発足40年と戦後75年を特集 波佐見町文化協会 機関誌34号

「波佐見文化」第34号を手にする児玉さん(前列左)ら編集委員=波佐見町

 東彼波佐見町の文化団体でつくる町文化協会(中尾正嗣会長)が機関誌「波佐見文化」の第34号を発行。協会発足40周年と戦後75年を特集している。町教委で販売するほか、17日午前8時半から同町折敷瀬郷の町総合会館で即売会も開く。

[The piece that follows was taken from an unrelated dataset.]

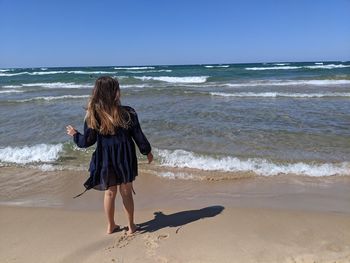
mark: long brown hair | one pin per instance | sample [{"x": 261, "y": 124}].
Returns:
[{"x": 104, "y": 112}]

 40周年特集では記念座談会を収録。協会の黎明(れいめい)期を知る人たちに、発足の経緯や活動の歩みを語ってもらった。俳句や合唱、盆栽、史談会など各分野での活動初期のエピソードが披露されている。過去の町民文化祭の写真やポスター、協会の歴史をまとめた年表も付けた。
 もう一つの特集「戦後75年を語る」では、町民の戦争体験記など7編を紹介。このうち「或る老兵の従軍日記」は、中国戦線に出征した戦争体験者(故人)が波佐見史談会に寄せた手記。著者は生前、公表を希望しなかったが、戦争体験の継承や歴史的な価値を踏まえ、文中の登場人物を仮名にして掲載した。
 手記によると著者は1939年5月、第37師団歩兵227連隊の一員として中国に渡り、山西省を中心に複数の戦闘に参加。目の前で仲間が戦死したり、敵兵のおびただしい死体を目撃した体験を克明につづっている。大学ノート50ページ近くの手記を編集委員が手分けして清書し、手書きの地図は実際のものと照合して正確に改めた。
 そのほか会員のエッセーや町内小中学生の意見発表などを収録。編集委員長の児玉涼子さんは「自分にとっても波佐見の新発見、再発見があった。若い世代も手に取って古里の文化活動に興味を持ち、一緒に盛り上げてほしい」と話している。B5判で300部印刷。千円。問い合わせは協会事務局(電0956.85.2034)。